SV phasing to identify parent of origin and estimation of the timing of duplication from maternal origin
We used unfazed (v1.0.2)74, which employs both extended read-backed- and SNV allele-balance- phasing, to identify the parent of origin for dnSVs. Haplotypecaller (v3.3)75 was utilised to make an input for unfazed. Phasable dnSVs (51%; 962/1870) were used for downstream analysis concerning the parent of origin. To classify the timing of maternally derived duplication into meiosis I and II, we first identified duplication (including those in complex SVs) from maternal origin (step 1) and further classified them into meiosis I and II (step 2) using a set of informative genotypes (Supplementary Fig. 6) For binary classification at each step, the ratio of the number of SNPs supporting one class to another class was calculated, and a class for which the ratio was greater than 0.9 was chosen, At least three SNPs were required for either class at each step. These filtering criteria could time large duplications with a handful of erroneously called SNPs and remove ambiguous duplications such as those originating from both parents during early development (e.g., potentially due to mitotic crossing-over). The timing of paternally derived duplications was not inferred because duplications can also occur in a premeiotic state during male gametogenesis throughout life.
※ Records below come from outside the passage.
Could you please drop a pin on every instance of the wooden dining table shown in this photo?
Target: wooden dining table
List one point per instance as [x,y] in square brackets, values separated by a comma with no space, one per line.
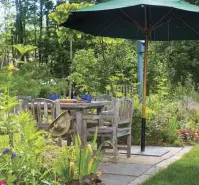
[80,109]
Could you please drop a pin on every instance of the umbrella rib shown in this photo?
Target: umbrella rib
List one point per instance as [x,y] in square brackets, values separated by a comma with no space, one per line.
[160,25]
[137,25]
[107,26]
[189,26]
[161,19]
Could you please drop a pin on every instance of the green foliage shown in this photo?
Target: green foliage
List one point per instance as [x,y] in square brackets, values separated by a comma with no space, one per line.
[24,49]
[183,171]
[80,164]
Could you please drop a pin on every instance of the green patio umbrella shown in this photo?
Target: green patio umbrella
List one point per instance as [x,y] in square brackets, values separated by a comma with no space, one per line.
[156,20]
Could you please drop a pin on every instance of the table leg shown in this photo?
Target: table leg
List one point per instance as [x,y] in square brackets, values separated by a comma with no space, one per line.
[99,111]
[100,139]
[80,125]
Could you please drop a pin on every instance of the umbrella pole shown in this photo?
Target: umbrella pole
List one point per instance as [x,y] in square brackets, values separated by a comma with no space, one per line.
[143,131]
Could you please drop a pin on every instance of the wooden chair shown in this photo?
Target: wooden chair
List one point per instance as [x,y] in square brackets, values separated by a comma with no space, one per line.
[44,111]
[120,126]
[92,118]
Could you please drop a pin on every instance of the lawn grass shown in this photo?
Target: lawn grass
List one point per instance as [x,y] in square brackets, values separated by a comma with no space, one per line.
[183,172]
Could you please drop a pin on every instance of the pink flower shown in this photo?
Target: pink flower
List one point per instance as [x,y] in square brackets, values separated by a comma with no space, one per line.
[57,178]
[2,182]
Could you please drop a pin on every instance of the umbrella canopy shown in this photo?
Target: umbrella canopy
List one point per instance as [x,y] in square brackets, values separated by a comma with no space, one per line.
[130,19]
[157,20]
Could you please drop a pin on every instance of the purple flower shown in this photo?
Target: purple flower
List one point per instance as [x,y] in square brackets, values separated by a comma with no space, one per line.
[2,182]
[5,151]
[13,155]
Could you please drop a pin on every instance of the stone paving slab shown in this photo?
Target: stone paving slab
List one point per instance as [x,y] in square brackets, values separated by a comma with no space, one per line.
[172,157]
[124,169]
[109,179]
[139,180]
[137,169]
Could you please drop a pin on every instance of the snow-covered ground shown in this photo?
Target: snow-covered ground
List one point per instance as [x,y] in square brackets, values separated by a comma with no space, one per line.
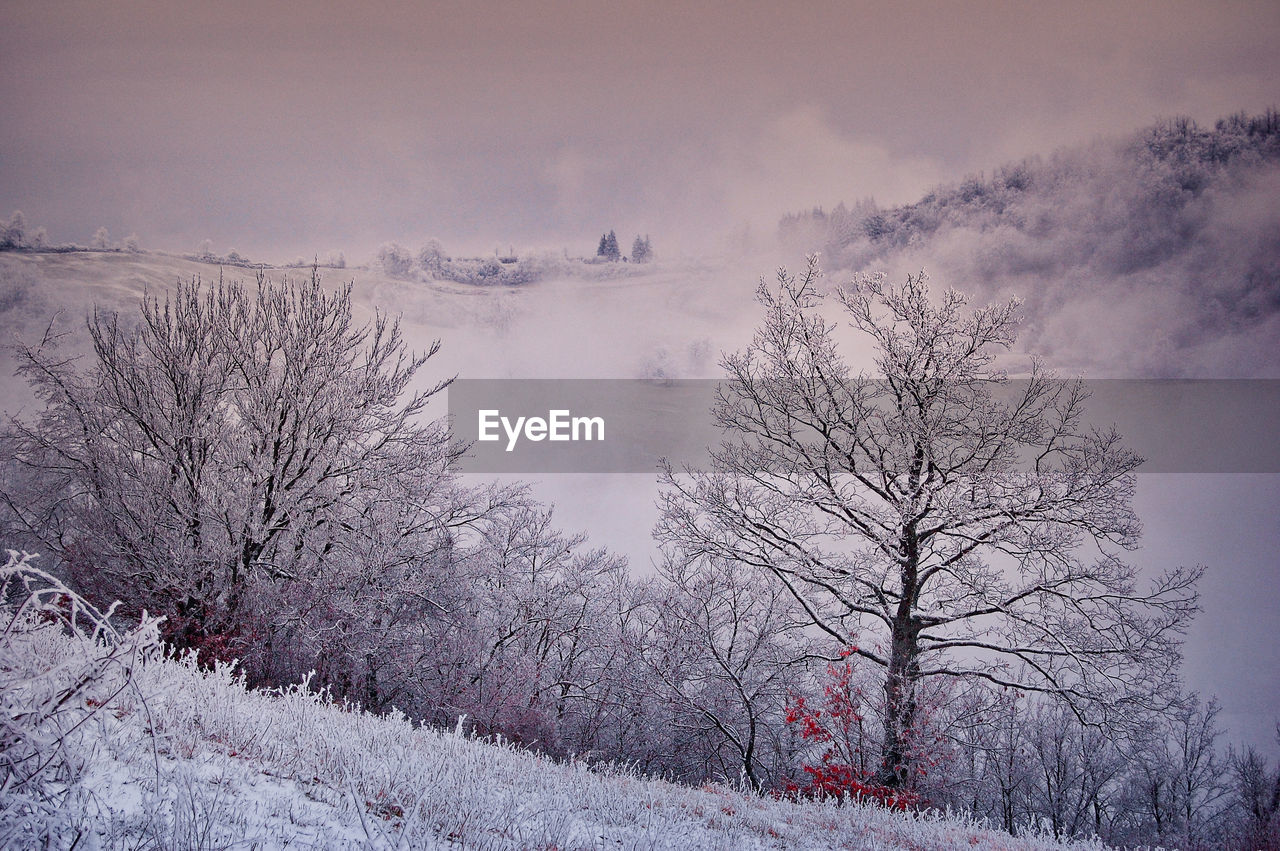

Evaluation of clinical relevance of dnSVs
The identified SVs disrupting exons were reviewed for potential clinical relevance by NHS clinical scientists and/or Genomics England. We considered SVs as being potential (likely) pathogenic SVs if at least one of the following criteria were fulfilled: (i) the variant had been clinically assessed as likely pathogenic or pathogenic by an NHS genomic laboratory hub. In detail, the variant had been assessed by an NHS clinical laboratory according to the best practice guidelines recommended by the Association for Clinical Genomic Science (ACGS) as being likely pathogenic or pathogenic and related to the primary phenotype for which the participant was recruited to the 100,000 Genomes Project. (ii) the variant had been reviewed on a research basis and considered to be a strong candidate diagnostic variant. In the research review, variants resulting in loss of function for genes in which haploinsufficiency is a known mechanism of disease or variants resulting in loss of a critical domain impacting genes associated with a phenotype relevant to the primary clinical indication were considered as candidate diagnostic variants.
We classified pathogenic SVs annotated with “reciprocal inversion” or “reciprocal translocation” as not likely to be detected by array-based or whole-exome sequencing methods. In addition, the SVs involving deletions spanning < 3 exons of GENCODE canonical transcript76 were classified into this category.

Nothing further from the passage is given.